Description
I have docker running on my dgx spark.
I tried pulling an image, it failed after downloading most of the layers, so I tried pulling again, and it started over.
I have confirmed that I had >200Gb free disk space in addition to the 30Gb download.
I have confirmed that the disk space was released after each failure.
The logs confirm that docker explicitly cleaned up the downloaded layers.
I was not given the option of keeping the partial state and trying again.

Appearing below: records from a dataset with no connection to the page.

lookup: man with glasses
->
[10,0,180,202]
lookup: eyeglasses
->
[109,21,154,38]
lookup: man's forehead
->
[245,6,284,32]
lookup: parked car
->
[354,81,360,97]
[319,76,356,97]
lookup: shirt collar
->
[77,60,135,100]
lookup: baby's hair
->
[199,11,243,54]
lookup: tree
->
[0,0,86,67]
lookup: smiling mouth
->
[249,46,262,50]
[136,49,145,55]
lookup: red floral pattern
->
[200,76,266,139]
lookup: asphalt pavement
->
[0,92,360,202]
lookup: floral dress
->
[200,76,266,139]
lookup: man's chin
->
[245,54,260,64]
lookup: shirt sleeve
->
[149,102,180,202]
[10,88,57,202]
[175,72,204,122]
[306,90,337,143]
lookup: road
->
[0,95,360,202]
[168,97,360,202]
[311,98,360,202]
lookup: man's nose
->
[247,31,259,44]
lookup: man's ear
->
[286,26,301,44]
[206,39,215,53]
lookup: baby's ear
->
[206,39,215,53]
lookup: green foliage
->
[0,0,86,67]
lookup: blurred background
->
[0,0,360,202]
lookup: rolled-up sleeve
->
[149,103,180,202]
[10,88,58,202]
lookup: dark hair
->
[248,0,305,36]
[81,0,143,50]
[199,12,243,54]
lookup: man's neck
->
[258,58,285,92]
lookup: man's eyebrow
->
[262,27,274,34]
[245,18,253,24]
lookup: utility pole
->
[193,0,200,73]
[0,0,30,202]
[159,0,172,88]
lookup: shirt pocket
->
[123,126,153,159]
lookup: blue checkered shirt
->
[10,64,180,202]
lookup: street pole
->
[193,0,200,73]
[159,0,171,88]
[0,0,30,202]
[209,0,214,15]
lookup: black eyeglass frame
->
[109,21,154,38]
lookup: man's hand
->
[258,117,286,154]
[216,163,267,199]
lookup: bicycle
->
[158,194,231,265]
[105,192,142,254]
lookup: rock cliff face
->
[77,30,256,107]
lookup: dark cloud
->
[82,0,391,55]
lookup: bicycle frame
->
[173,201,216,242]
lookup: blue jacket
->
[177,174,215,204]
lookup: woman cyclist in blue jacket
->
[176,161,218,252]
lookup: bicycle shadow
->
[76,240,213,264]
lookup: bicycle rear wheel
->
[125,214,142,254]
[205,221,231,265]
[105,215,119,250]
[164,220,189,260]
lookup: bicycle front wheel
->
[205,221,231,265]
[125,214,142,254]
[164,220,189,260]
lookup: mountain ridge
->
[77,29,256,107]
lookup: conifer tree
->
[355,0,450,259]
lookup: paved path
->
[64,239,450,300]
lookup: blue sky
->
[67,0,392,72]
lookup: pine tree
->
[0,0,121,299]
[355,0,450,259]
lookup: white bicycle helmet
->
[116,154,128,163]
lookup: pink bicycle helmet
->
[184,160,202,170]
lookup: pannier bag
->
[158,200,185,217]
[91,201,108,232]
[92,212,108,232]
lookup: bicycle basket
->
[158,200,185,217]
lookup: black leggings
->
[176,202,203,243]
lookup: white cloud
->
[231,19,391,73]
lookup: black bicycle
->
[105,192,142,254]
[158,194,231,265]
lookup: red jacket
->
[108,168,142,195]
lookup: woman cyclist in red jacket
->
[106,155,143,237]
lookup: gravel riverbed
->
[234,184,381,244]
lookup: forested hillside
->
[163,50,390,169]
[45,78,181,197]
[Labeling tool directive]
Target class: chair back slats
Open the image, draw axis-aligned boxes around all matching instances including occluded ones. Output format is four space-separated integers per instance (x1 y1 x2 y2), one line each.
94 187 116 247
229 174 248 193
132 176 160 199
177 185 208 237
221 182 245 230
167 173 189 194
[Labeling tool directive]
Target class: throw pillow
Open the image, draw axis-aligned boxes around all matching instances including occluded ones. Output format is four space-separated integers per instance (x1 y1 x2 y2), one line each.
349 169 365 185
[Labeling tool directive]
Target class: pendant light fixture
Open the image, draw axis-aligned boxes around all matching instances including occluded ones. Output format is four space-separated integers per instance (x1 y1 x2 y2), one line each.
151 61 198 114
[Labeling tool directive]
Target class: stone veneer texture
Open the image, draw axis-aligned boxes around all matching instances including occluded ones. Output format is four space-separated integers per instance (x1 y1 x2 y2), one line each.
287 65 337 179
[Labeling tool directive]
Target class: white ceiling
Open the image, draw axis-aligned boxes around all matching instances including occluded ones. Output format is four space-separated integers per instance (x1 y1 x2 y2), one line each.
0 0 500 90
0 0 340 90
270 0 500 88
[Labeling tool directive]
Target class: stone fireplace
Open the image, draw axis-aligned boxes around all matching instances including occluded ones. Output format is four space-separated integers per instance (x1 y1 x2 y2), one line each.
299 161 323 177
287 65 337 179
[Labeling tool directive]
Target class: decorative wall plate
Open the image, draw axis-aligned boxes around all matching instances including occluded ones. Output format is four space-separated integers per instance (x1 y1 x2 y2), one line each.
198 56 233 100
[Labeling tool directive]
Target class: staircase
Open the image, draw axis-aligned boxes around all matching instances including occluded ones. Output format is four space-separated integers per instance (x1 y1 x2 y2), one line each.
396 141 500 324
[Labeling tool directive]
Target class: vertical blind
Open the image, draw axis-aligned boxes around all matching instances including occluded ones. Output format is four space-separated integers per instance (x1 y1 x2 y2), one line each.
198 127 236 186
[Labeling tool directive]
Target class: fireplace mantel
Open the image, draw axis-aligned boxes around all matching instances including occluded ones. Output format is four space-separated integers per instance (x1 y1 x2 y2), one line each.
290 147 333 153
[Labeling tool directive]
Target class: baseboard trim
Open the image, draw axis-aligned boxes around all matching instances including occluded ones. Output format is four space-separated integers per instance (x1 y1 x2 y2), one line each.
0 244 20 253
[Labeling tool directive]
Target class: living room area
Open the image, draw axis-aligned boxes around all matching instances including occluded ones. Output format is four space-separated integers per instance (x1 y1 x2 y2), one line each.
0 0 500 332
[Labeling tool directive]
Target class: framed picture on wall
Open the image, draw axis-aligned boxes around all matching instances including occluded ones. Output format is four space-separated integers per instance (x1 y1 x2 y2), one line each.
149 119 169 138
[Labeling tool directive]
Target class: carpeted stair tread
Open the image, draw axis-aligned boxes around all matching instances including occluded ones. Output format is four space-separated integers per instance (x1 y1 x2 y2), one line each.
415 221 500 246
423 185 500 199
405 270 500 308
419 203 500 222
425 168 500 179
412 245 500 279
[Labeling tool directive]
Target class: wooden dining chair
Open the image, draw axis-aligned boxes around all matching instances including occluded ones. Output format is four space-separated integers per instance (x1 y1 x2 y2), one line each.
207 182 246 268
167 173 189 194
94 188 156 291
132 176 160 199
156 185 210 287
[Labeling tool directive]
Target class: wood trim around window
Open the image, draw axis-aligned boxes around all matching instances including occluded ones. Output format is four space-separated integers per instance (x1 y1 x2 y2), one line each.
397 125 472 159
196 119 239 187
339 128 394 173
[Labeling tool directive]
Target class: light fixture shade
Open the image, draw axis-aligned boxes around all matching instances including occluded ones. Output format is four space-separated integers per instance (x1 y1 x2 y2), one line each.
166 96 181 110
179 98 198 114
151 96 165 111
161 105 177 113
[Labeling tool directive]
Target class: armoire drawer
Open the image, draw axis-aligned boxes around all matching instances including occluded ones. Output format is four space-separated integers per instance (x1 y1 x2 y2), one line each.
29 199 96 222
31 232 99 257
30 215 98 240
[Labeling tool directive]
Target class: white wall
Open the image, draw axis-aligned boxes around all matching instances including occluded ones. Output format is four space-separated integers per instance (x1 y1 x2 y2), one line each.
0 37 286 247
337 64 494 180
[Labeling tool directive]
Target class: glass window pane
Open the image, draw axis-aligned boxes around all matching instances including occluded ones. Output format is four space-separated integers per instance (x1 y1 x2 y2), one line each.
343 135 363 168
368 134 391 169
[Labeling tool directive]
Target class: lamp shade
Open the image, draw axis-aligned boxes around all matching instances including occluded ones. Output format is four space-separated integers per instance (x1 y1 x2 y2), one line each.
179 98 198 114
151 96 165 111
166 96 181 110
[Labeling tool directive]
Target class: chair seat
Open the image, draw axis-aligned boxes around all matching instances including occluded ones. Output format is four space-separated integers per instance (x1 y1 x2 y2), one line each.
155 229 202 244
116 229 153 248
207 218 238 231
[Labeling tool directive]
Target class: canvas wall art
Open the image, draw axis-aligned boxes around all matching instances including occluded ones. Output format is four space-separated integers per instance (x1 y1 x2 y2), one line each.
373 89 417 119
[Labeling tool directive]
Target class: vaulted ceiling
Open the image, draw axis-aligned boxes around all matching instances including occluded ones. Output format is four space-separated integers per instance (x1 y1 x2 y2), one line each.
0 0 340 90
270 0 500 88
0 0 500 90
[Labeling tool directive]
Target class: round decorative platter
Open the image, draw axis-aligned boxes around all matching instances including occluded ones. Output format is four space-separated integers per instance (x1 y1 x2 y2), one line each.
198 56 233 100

After a couple of tries I set { "max-concurrent-downloads": 1 } in /etc/docker/daemon.json. This changed the downloading behaviour but did not solve the problem.
Conclusion: 4 or 5 tries. ~2h each time. Many, many GB of download bandwidth consumed for nothing.
Suffice to say this is VERY ANNOYING.
In the end chatgpt helped me use ctr image pull then export and import to docker, but I shouldn't need to faff around like that.
Reproduce
- I ran docker pull ghcr.io/aeon-7/aeon-vllm-ultimate:latest
- It failed with "unexpected EOF" when it has nearly completed.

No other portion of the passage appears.